Peringatan Hari Ulang Tahun atau HUT ke-75 tahun berdirinya World Fellowship of Buddhists (WFB) digelar di Bangkok, Thailand. Peringatan tersebut diadakan pada 4–7 Desember 2025. Perhelatan ini dihadiri berbagai tokoh dan perwakilan organisasi Buddhis dunia. Termasuk Sekretaris Departemen Agama dan Kebudayaan Central Tibetan Administration (CTA), Dhondul Dorjee.

Rangkaian peringatan ini bertepatan dengan sejumlah agenda penting berskala internasional. Antara lain General Conference ke-31 World Fellowship of Buddhists, World Fellowship of Buddhist Youth Conference ke-22. Serta Council Meeting ke-13 World Buddhist University.

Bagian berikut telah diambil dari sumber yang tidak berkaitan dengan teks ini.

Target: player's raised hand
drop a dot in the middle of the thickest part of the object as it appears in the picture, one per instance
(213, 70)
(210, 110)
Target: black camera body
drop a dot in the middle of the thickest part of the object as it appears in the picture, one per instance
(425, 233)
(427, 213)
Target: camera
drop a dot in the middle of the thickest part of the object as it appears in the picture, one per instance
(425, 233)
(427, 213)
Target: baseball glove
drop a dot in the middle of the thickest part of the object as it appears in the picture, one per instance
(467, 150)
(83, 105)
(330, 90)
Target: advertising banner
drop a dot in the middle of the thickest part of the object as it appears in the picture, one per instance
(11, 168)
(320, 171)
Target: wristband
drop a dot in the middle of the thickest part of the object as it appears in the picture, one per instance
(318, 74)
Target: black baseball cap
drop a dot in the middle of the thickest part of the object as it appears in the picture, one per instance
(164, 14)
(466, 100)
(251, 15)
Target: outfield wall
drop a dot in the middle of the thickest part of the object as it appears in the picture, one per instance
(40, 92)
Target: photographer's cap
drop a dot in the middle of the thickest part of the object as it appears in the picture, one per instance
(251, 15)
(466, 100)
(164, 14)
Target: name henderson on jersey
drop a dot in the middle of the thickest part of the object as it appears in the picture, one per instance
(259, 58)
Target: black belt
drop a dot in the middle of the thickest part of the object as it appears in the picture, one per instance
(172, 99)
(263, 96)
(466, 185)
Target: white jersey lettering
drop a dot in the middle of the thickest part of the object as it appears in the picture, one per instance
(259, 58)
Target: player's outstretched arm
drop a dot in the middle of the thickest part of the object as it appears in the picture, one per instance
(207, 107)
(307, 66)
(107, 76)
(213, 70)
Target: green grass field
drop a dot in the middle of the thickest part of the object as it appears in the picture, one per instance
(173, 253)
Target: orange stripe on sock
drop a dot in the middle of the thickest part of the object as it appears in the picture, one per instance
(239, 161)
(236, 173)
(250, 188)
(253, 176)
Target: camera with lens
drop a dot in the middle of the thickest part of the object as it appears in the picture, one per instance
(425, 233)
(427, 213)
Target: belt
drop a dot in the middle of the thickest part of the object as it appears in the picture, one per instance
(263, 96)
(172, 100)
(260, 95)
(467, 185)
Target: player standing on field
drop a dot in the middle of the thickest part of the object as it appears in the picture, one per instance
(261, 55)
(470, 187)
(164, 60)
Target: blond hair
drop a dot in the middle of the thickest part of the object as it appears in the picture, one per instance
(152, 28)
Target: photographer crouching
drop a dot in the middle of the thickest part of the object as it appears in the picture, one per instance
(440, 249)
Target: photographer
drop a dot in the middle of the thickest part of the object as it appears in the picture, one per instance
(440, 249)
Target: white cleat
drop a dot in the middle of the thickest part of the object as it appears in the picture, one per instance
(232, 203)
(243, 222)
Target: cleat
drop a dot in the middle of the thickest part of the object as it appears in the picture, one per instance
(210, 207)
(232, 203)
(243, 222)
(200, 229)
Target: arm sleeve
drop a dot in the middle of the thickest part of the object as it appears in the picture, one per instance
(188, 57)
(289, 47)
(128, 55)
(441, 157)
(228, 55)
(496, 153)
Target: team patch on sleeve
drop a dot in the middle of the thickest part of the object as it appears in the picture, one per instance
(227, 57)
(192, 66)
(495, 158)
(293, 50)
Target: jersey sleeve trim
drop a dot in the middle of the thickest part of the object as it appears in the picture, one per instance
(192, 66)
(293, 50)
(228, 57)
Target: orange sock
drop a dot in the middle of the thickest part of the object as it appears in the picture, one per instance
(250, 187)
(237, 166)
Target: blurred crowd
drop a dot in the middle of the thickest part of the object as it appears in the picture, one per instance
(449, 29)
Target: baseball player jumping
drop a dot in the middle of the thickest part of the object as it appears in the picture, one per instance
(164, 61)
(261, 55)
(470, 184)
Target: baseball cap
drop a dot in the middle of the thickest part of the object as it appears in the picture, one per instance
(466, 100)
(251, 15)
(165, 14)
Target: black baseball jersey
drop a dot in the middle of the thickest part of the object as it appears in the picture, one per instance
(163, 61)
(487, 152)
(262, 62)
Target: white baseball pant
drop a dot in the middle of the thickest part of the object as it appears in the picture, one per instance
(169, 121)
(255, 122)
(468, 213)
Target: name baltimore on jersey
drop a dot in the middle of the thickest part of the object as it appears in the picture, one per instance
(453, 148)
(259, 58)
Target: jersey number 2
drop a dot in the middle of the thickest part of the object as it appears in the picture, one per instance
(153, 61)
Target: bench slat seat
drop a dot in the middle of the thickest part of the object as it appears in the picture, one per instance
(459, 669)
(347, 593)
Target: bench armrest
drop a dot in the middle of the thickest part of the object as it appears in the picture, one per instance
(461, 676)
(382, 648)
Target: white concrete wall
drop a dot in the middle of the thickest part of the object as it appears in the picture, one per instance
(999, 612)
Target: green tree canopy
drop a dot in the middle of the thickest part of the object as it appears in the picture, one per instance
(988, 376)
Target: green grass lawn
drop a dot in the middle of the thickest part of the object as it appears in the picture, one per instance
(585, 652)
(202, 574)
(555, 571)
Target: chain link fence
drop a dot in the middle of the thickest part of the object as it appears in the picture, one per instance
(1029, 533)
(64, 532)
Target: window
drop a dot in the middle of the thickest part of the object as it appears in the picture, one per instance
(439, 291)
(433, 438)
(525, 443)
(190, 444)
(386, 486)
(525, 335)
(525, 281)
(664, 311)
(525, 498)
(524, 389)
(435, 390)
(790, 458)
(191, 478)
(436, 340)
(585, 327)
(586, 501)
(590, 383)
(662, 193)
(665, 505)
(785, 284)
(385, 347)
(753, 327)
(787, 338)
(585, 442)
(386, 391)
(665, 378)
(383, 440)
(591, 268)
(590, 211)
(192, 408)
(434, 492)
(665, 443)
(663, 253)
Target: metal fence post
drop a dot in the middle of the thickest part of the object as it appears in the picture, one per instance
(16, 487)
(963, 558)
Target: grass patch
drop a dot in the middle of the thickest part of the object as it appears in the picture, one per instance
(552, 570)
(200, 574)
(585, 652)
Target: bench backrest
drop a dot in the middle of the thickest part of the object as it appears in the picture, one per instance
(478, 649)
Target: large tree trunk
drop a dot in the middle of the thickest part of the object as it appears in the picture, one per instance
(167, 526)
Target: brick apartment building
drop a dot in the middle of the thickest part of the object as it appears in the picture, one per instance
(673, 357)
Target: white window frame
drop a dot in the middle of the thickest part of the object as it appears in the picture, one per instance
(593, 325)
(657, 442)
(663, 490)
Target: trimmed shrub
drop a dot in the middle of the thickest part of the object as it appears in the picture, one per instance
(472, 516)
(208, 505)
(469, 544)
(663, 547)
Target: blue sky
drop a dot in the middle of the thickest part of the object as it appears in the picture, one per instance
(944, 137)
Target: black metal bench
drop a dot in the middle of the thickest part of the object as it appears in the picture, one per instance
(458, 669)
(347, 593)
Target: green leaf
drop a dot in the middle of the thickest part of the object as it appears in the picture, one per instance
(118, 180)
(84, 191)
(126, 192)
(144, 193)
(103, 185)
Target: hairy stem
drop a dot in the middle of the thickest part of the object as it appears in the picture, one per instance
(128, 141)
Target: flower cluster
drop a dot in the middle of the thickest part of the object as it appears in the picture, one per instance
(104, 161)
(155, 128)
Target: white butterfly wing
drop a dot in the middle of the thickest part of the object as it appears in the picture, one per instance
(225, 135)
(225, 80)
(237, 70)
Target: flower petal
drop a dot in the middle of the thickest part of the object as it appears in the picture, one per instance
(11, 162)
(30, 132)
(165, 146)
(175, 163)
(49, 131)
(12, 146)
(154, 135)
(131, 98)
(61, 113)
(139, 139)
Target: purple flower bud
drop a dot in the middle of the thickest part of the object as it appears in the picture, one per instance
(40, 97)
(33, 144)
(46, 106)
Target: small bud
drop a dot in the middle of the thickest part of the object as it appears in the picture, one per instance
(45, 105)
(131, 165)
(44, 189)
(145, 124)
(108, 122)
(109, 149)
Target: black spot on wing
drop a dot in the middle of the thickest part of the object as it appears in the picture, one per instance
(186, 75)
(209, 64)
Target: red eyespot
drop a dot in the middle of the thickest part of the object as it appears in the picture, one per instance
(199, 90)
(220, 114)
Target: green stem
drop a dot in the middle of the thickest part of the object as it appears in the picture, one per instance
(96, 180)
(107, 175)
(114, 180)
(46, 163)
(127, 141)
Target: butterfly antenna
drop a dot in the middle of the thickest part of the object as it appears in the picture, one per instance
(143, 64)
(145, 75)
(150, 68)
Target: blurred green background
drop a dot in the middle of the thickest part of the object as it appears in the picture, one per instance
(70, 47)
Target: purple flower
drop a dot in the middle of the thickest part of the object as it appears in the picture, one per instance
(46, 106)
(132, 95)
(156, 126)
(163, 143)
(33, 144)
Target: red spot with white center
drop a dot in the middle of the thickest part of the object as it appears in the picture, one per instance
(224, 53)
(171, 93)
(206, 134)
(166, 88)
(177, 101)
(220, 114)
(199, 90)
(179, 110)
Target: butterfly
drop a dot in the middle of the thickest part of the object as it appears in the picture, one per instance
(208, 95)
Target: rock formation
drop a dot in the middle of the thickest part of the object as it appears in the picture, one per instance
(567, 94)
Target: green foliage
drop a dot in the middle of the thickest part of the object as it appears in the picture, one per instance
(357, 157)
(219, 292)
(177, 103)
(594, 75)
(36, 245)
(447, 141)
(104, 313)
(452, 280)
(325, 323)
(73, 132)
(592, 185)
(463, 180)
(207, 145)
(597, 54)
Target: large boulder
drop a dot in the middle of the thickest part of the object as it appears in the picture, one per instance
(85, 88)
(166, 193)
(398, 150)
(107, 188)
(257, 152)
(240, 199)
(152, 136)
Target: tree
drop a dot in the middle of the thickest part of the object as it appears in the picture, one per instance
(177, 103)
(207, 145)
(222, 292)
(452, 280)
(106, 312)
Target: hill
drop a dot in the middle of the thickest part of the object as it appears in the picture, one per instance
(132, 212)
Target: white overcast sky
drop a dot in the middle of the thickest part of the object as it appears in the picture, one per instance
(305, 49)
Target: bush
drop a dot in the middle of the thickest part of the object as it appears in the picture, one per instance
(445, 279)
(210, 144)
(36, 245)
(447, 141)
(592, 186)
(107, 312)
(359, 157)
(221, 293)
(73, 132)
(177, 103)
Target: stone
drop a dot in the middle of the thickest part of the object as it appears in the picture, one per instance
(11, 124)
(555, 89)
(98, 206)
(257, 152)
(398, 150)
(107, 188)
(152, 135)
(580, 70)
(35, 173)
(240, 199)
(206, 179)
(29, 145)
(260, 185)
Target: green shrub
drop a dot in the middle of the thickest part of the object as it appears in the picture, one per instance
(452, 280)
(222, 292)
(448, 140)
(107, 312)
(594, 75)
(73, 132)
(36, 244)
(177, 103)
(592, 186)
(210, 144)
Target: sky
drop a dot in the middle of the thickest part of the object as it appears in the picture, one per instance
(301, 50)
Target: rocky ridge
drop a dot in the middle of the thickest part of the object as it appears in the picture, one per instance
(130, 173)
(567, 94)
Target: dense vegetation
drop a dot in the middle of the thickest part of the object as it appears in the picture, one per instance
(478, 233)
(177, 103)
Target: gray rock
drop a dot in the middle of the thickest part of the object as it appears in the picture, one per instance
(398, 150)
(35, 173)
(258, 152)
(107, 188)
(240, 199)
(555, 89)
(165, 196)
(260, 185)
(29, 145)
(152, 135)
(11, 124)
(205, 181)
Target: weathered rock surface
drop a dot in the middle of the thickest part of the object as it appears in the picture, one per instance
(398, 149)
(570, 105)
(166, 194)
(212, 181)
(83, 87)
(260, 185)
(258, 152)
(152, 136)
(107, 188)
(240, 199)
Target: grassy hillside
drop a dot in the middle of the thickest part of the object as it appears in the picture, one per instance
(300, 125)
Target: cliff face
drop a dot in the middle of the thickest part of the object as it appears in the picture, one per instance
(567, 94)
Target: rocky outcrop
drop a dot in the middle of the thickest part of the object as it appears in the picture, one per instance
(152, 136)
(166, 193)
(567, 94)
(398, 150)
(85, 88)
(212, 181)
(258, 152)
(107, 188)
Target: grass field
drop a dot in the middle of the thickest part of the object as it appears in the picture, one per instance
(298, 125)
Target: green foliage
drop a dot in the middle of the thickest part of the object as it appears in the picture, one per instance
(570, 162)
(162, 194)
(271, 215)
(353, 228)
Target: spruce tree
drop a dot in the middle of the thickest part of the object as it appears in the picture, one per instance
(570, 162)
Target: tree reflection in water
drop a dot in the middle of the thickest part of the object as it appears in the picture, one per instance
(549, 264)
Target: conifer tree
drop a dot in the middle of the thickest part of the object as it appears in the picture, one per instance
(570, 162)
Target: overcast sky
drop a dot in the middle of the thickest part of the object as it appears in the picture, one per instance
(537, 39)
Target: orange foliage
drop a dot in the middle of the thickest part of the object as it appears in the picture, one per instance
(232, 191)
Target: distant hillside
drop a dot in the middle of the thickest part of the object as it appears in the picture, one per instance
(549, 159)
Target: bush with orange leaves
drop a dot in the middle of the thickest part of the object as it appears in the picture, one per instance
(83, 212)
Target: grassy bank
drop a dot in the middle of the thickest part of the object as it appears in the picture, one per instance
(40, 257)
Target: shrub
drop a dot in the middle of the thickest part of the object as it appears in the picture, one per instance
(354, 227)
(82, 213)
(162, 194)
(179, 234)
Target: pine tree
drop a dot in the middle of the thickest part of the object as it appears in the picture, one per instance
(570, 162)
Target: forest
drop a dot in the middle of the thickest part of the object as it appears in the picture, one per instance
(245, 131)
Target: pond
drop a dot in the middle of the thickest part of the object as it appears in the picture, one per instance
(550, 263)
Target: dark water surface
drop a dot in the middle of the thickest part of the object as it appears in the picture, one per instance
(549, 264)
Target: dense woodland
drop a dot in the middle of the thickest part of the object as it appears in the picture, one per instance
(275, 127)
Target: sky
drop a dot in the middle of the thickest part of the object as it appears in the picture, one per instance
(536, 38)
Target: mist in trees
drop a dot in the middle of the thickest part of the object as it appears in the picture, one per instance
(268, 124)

Pada 5 Desember, digelar diskusi khusus bertajuk “Cultivating Wisdom and Well-Being in the AI Era: A Buddhist Vision for the Future.” Diskusi yang berlangsung hangat tersebut diselenggarakan di Vajiravudh College, Bangkok. Diskusi ini menyoroti peran nilai-nilai Buddhis dalam merespons tantangan era Artificial Intelligence atau kecerdasan buatan. Akal Imitasi (AI). Pada hari yang sama, dilangsungkan pula rapat Dewan Pemuda Buddhis Dunia. Selain itu juga sesi pertama General Conference WFB, dan rapat Komite Eksekutif WFB, serta Council Meeting World Buddhist University.

Keesokan harinya, para peserta mengikuti upacara pembukaan resmi peringatan 75 tahun WFB. Agenda dilanjutkan dengan sesi kedua General Conference dan ditutup dengan seremoni penutupan yang menandai berakhirnya seluruh rangkaian sidang.

Kunjungan Budaya WFB ke Wat Arun dan Wat Pho

Pada 7 Desember, para peserta mengikuti kunjungan budaya ke dua vihara penting di Bangkok, yakni Wat Arun Ratchawararam Ratchawaramahawihan—vihara kerajaan kedua Thailand—serta Wat Phra Chetuphon Wimon Mangkhalaram Rajwaramahawihan.

Wat Arun merupakan salah satu mahakarya arsitektur sekaligus pusat spiritual terpenting di Thailand. Terletakdi tepi Sungai Chao Phraya, pagoda ini telah ada sejak periode Kerajaan Ayutthaya. Hingga kelak memperoleh peran historis penting karena Raja Taksin Agung menjadikan Thonburi sebagai ibu kota baru. Pada era Raja Rama II dan Raja Rama III, pagoda ini dipugar dan diperluas. Saat ini Wat Arun juga berfungsi sebagai destinasi wisata utama dan simbol pariwisata nasional. Demikian juga Wat kedua, yang lebih dikenal sebagai Wat PhoVihara dimana kita bisa menyaksikan Patung Buddha berbaring terbesar. Dengan telapak kaki yang menunjukkan berbagai simbol keagungan.

Peringatan ini tidak hanya menjadi momen refleksi atas perjalanan panjang WFB sejak didirikan pada 1950, tetapi juga menegaskan peran Buddhadharma global dalam merespons tantangan zaman, termasuk isu teknologi, pendidikan, dan pembangunan manusia berbasis kebijaksanaan. Apalagi di era digital dengan perkembangan pesat kecerdasan buatan yang memerlukan cara pandang baru terhadap berbagai bidang.